The floods, which affected nearly 41,000 people, left a trail of destruction and killed at least 395 people, said Sipho Hlomuka, the regional head of the disaster management ministry.

South African police, army, and volunteer rescuers have widened the search for dozens who are still missing.

Emergency services in the southeastern KwaZulu-Natal (KZN) province, where Durban is located off the Indian Ocean coast, were on high alert.

Recovery operations and humanitarian relief were underway in the city of 3.5 million which would normally have been teeming with Easter holidaymakers this weekend.

The death count rose Saturday to 398 while 27 people were reported still missing, the government said in a statement. More than 40,000 have been rendered homeless.

"Sadly there are still bodies being recovered from homesteads, especially from the rural areas," Shawn Herbst of the first responder company Netcare 911 told AFP.

"There is still damage taking place, especially with the rain we are experiencing today."

This weekend's rainfall will not be "as hectic as it was in the past few days", according to Puseletso Mofokeng, South Africa Weather Service forecaster.

With the soil being over-saturated with water, more flooding is expected.

The government has announced one billion rands ($68 million) in emergency relief funding.

Confederation of African Football (CAF) chief billionaire Patrice Motsepe donated what he called a "humble contribution" of 30 million rands ($2.0-million, 1.9 million euros).

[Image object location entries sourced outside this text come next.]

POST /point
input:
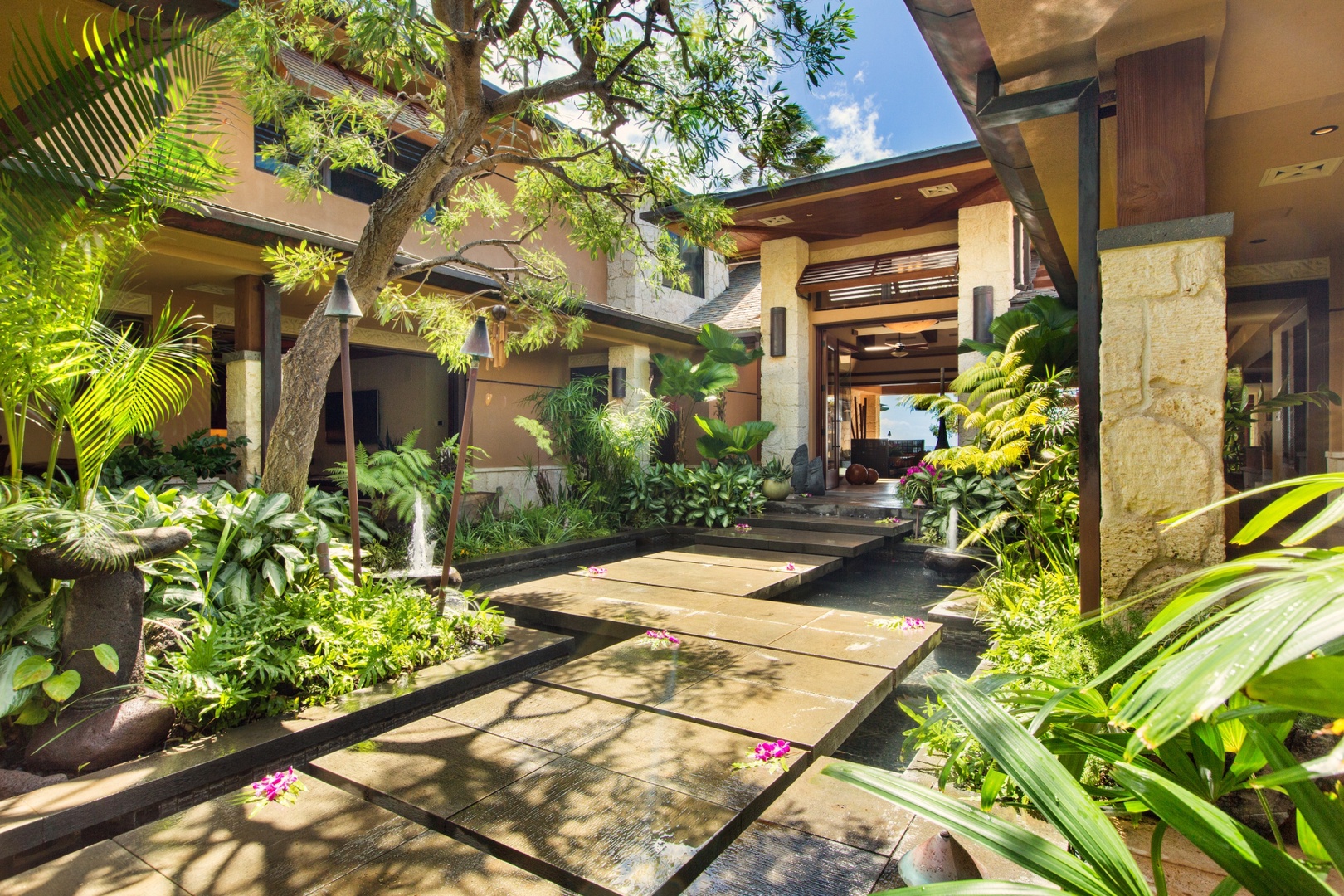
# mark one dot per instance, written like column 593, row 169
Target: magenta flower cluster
column 923, row 466
column 279, row 787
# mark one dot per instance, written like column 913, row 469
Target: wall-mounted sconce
column 983, row 312
column 778, row 332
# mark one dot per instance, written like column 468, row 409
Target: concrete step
column 838, row 544
column 875, row 509
column 812, row 523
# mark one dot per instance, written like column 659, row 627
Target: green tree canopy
column 654, row 93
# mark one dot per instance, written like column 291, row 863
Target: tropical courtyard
column 678, row 652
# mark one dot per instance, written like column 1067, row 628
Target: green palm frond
column 116, row 119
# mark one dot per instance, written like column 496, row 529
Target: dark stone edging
column 543, row 553
column 52, row 821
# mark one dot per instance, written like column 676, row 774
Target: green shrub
column 676, row 494
column 528, row 527
column 244, row 546
column 307, row 646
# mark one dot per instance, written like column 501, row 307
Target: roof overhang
column 958, row 46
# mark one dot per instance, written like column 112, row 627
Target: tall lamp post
column 476, row 347
column 343, row 306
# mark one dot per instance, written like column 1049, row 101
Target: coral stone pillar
column 1163, row 375
column 785, row 381
column 244, row 410
column 635, row 359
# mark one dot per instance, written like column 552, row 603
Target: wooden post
column 446, row 578
column 1089, row 353
column 350, row 446
column 270, row 353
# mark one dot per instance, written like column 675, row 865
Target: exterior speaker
column 778, row 332
column 983, row 310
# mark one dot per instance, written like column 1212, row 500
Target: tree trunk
column 303, row 375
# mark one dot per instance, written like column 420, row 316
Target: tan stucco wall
column 984, row 254
column 785, row 382
column 1163, row 375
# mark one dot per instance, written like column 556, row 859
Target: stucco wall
column 785, row 382
column 1163, row 373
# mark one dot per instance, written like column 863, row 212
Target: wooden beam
column 270, row 353
column 247, row 308
column 1160, row 134
column 1089, row 353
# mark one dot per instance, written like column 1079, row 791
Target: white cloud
column 852, row 136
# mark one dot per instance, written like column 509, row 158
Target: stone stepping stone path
column 608, row 776
column 806, row 540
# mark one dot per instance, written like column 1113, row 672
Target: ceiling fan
column 901, row 349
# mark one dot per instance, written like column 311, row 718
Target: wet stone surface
column 782, row 861
column 617, row 832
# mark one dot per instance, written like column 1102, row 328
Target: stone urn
column 102, row 727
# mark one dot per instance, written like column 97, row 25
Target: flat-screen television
column 364, row 403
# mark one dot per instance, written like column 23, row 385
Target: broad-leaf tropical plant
column 1098, row 861
column 730, row 442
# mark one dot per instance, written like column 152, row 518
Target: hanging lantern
column 499, row 334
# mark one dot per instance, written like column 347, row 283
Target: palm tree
column 108, row 130
column 782, row 144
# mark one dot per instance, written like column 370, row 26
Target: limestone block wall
column 631, row 286
column 1163, row 373
column 785, row 388
column 242, row 411
column 984, row 236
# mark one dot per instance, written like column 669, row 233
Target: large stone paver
column 597, row 826
column 838, row 544
column 429, row 768
column 810, row 566
column 329, row 841
column 695, row 577
column 535, row 713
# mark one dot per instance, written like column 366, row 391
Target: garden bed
column 52, row 821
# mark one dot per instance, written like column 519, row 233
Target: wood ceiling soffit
column 958, row 46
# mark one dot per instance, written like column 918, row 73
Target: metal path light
column 476, row 347
column 343, row 306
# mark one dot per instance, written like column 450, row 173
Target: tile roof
column 737, row 308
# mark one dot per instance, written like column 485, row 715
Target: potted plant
column 778, row 480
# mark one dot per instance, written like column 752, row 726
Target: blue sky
column 890, row 100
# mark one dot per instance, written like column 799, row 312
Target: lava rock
column 800, row 469
column 949, row 561
column 110, row 553
column 14, row 782
column 95, row 739
column 816, row 484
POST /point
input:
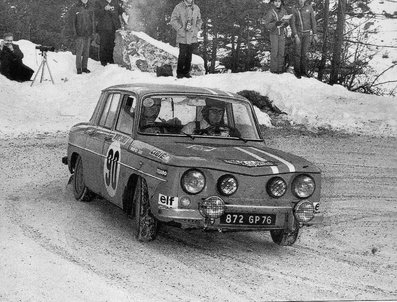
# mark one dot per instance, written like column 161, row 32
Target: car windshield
column 197, row 116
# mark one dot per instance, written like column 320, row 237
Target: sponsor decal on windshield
column 201, row 148
column 250, row 163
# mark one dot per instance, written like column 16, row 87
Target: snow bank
column 45, row 107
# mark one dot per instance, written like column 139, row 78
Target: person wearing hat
column 108, row 15
column 212, row 123
column 276, row 22
column 11, row 65
column 186, row 20
column 304, row 29
column 83, row 26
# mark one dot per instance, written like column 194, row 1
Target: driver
column 213, row 120
column 150, row 111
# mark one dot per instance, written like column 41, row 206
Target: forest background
column 233, row 35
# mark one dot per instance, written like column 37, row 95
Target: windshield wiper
column 241, row 138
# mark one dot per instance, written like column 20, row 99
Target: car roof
column 145, row 88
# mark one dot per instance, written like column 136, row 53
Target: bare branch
column 369, row 44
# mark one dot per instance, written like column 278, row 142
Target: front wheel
column 146, row 225
column 284, row 237
column 80, row 190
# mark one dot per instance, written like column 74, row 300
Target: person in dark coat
column 11, row 65
column 108, row 13
column 83, row 25
column 304, row 29
column 186, row 20
column 276, row 23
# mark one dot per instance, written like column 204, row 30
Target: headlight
column 212, row 207
column 193, row 181
column 227, row 185
column 304, row 211
column 303, row 186
column 276, row 187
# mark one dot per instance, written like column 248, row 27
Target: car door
column 115, row 151
column 96, row 138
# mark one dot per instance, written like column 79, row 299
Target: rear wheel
column 146, row 225
column 285, row 237
column 80, row 190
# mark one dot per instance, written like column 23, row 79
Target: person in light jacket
column 186, row 20
column 304, row 29
column 83, row 24
column 276, row 23
column 11, row 65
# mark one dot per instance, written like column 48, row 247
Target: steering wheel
column 155, row 125
column 217, row 129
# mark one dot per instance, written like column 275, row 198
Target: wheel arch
column 128, row 194
column 73, row 160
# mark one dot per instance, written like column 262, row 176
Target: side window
column 109, row 112
column 125, row 121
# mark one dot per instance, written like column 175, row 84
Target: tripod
column 41, row 69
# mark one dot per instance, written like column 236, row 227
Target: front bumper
column 192, row 218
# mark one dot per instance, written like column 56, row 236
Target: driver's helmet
column 151, row 107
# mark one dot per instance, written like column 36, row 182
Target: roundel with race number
column 111, row 168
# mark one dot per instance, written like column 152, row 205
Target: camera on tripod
column 45, row 48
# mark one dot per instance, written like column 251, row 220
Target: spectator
column 83, row 24
column 276, row 22
column 108, row 13
column 186, row 20
column 304, row 28
column 11, row 65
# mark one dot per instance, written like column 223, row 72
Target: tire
column 285, row 238
column 80, row 190
column 146, row 225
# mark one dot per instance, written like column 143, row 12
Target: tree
column 338, row 42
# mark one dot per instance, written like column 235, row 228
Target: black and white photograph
column 198, row 150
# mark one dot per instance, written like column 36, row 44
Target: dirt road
column 53, row 248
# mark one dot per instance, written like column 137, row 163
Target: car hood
column 250, row 158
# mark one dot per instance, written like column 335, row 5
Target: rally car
column 189, row 157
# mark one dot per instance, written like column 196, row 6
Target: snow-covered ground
column 44, row 107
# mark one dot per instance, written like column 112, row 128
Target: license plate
column 248, row 219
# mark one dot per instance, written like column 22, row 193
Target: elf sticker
column 168, row 201
column 111, row 168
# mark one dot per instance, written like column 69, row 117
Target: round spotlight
column 185, row 201
column 303, row 186
column 227, row 185
column 212, row 207
column 193, row 181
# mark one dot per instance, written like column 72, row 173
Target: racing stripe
column 274, row 168
column 290, row 166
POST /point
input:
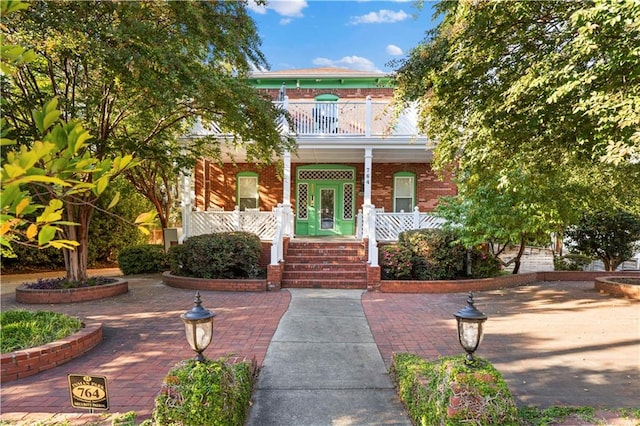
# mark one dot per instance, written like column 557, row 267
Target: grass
column 22, row 329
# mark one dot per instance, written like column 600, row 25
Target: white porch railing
column 388, row 226
column 263, row 224
column 352, row 118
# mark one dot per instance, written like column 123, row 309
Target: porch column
column 286, row 196
column 367, row 206
column 186, row 204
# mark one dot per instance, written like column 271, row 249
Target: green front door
column 325, row 202
column 323, row 216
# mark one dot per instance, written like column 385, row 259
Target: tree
column 533, row 106
column 610, row 236
column 139, row 74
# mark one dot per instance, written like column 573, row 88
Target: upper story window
column 404, row 191
column 325, row 113
column 247, row 188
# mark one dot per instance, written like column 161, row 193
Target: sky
column 361, row 35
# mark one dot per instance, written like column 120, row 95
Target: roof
column 324, row 77
column 318, row 72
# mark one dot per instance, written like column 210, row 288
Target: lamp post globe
column 198, row 326
column 470, row 328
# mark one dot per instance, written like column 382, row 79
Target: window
column 247, row 190
column 404, row 192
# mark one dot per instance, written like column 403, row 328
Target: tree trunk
column 76, row 261
column 516, row 263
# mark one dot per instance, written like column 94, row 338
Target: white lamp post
column 198, row 326
column 470, row 325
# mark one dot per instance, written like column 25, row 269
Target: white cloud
column 350, row 62
column 394, row 50
column 379, row 17
column 290, row 8
column 251, row 5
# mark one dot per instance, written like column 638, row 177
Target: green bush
column 30, row 258
column 395, row 262
column 111, row 232
column 21, row 329
column 220, row 255
column 212, row 392
column 484, row 264
column 436, row 253
column 143, row 259
column 448, row 392
column 570, row 262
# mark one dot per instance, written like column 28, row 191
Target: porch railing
column 388, row 226
column 263, row 224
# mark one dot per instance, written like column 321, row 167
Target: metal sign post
column 88, row 392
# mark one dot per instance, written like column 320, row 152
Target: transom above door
column 325, row 200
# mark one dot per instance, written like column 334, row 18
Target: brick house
column 357, row 173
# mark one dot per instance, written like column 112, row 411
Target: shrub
column 395, row 262
column 30, row 258
column 21, row 329
column 142, row 259
column 446, row 391
column 611, row 236
column 484, row 264
column 220, row 255
column 110, row 233
column 436, row 253
column 570, row 262
column 212, row 392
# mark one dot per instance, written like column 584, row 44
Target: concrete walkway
column 324, row 368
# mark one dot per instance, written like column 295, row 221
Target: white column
column 368, row 117
column 186, row 204
column 367, row 206
column 286, row 195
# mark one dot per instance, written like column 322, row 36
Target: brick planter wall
column 457, row 286
column 214, row 285
column 25, row 363
column 505, row 281
column 70, row 295
column 609, row 285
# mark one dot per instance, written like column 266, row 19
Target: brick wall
column 376, row 93
column 215, row 185
column 25, row 363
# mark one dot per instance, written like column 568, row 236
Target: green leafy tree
column 611, row 236
column 533, row 106
column 51, row 175
column 140, row 74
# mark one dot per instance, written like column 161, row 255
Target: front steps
column 325, row 264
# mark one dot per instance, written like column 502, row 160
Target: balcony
column 344, row 118
column 349, row 118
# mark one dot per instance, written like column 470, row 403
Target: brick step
column 320, row 267
column 325, row 275
column 324, row 252
column 324, row 283
column 323, row 259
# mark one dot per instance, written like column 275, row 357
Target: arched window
column 404, row 191
column 247, row 190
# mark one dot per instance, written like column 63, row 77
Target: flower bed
column 619, row 286
column 25, row 363
column 214, row 284
column 24, row 294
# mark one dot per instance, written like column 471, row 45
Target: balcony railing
column 349, row 118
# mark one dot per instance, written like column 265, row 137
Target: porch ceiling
column 352, row 151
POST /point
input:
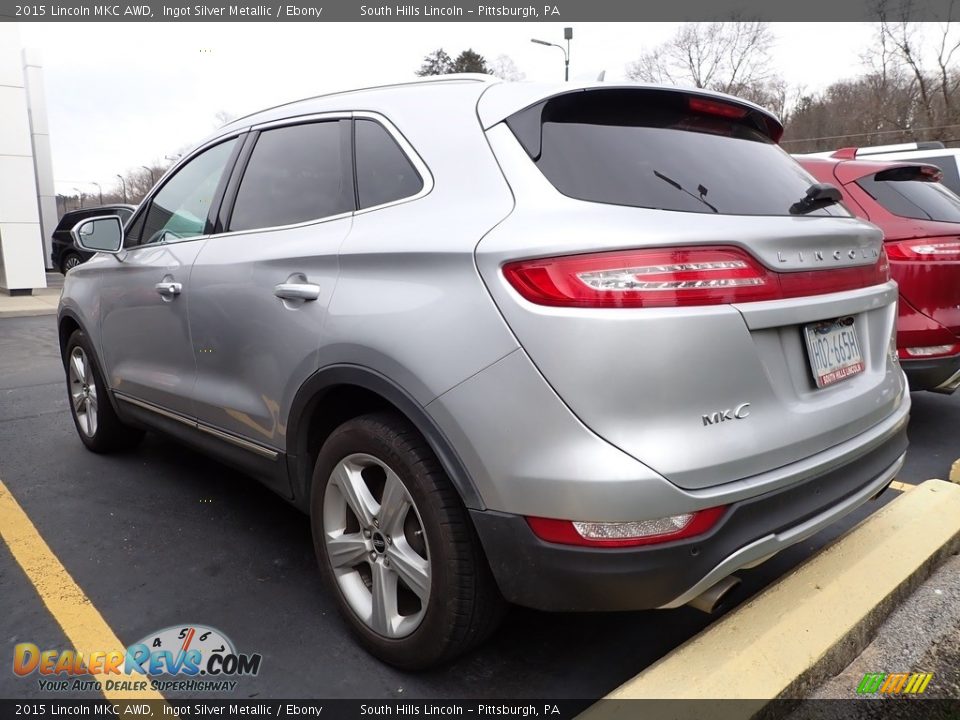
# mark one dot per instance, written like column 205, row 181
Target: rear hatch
column 655, row 274
column 924, row 242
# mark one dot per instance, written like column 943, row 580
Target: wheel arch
column 338, row 393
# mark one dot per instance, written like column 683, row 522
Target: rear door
column 263, row 285
column 144, row 296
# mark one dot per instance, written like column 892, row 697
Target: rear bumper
column 937, row 374
column 555, row 577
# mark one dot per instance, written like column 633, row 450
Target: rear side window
column 658, row 149
column 296, row 174
column 918, row 199
column 384, row 172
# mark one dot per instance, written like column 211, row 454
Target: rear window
column 647, row 148
column 918, row 199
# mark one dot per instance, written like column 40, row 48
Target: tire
column 68, row 261
column 400, row 526
column 96, row 421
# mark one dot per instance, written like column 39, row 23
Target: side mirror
column 99, row 234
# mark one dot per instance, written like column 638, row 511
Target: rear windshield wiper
column 678, row 186
column 819, row 195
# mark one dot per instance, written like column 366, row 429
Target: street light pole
column 568, row 36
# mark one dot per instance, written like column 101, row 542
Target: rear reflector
column 924, row 250
column 625, row 534
column 675, row 276
column 930, row 351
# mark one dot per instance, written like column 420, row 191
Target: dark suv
column 65, row 254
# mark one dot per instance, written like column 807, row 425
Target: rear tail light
column 924, row 250
column 626, row 534
column 675, row 276
column 930, row 351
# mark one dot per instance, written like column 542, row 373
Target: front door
column 145, row 295
column 261, row 289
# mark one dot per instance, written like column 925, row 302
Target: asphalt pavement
column 162, row 536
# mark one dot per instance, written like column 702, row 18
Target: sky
column 124, row 95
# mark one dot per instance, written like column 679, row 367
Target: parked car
column 932, row 152
column 65, row 254
column 576, row 347
column 920, row 219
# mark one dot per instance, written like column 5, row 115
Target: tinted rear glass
column 918, row 199
column 647, row 149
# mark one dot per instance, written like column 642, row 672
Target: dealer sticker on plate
column 834, row 350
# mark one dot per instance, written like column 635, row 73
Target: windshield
column 647, row 148
column 918, row 199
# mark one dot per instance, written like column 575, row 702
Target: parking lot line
column 811, row 623
column 71, row 608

"Our people are suffering," said Motsepe at a hall sheltering displaced people.

President Cyril Ramaphosa has postponed a working visit to Saudi Arabia that was scheduled to begin Tuesday, his office said.

"The loss of nearly 400 lives and thousands of homes, as well as the economic impact and the destruction of infrastructure, calls for all hands on deck," said Ramaphosa.

South Africa, the continent's most industrialised country, is still struggling to recover from the two-year-old Covid pandemic and deadly riots last year that killed more than 350 people, mostly in the now flood-struck southeastern region.